Department of Molecular and Human Genetics, Baylor College of Medicine, Houston, TX 77030, USA.
Clin Chem. 2012 Sep;58(9):1322-31. doi: 10.1373/clinchem.2011.181438. Epub 2012 Jul 9.
Mitochondrial diseases are clinically and genetically heterogeneous, with variable penetrance, expressivity, and differing age of onset. Disease-causing point mutations and large deletions in the mitochondrial genome often exist in a heteroplasmic state. Current molecular analyses require multiple different and complementary methods for the detection and quantification of mitochondrial DNA (mtDNA) mutations. We developed a novel approach to analyze the mtDNA in 1 step.
The entire human mitochondrial genome was enriched by a single amplicon long-range PCR followed by massively parallel sequencing to simultaneously detect mtDNA point mutations and large deletions with heteroplasmic levels of the mutations and variants quantified. QC samples were designed and analyzed along with each sample. A total of 45 samples were analyzed for the evaluation of analytic sensitivity and specificity.
Our analysis demonstrated 100% diagnostic sensitivity and specificity of base calls compared to the results from Sanger sequencing. The deep coverage allowed the detection and quantification of heteroplasmy at every single nucleotide position of the 16 569-bp mitochondrial genome. Moreover, the method also detected large deletions with the breakpoints mapped.
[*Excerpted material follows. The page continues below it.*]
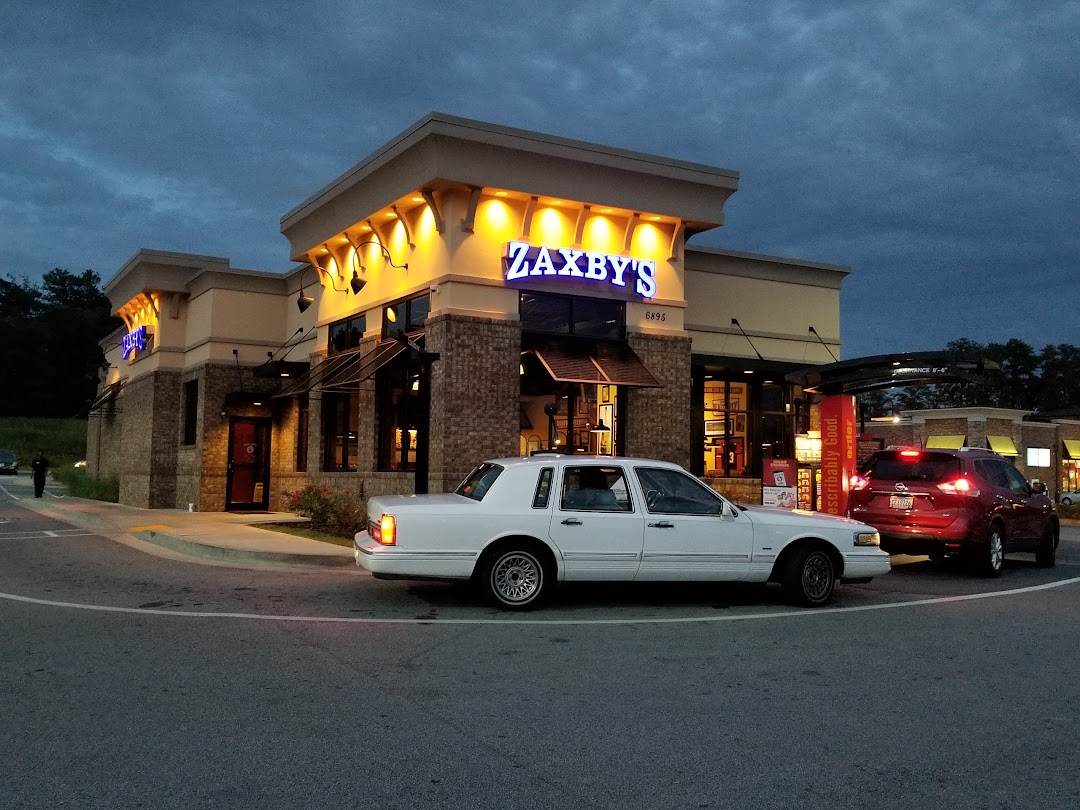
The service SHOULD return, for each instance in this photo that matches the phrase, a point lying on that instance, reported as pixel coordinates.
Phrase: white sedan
(516, 526)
This "deep" sequencing approach provides a 1-step comprehensive molecular analysis of the whole mitochondrial genome for patients in whom a mitochondrial disease is suspected.
线粒体疾病在临床上和遗传上具有异质性,其外显率和发病年龄存在可变性。线粒体基因组中的致病点突变和大片段缺失通常处于异质状态。目前的分子分析需要多种不同且互补的方法来检测和定量线粒体 DNA(mtDNA)突变。我们开发了一种新的一步法分析 mtDNA 的方法。
通过单个扩增子长距离 PCR 对整个人类线粒体基因组进行富集,然后进行大规模平行测序,以同时检测 mtDNA 点突变和大片段缺失,并定量突变和变体的异质比例。每个样本都设计和分析了质控样本。总共分析了 45 个样本,以评估分析的灵敏度和特异性。
与 Sanger 测序的结果相比,我们的分析显示碱基调用的诊断灵敏度和特异性达到 100%。深度覆盖允许在 16569bp 线粒体基因组的每个核苷酸位置检测和定量异质性。此外,该方法还检测到了断点映射的大片段缺失。
这种“深度”测序方法为疑似线粒体疾病的患者提供了一种一步式的全线粒体基因组综合分子分析。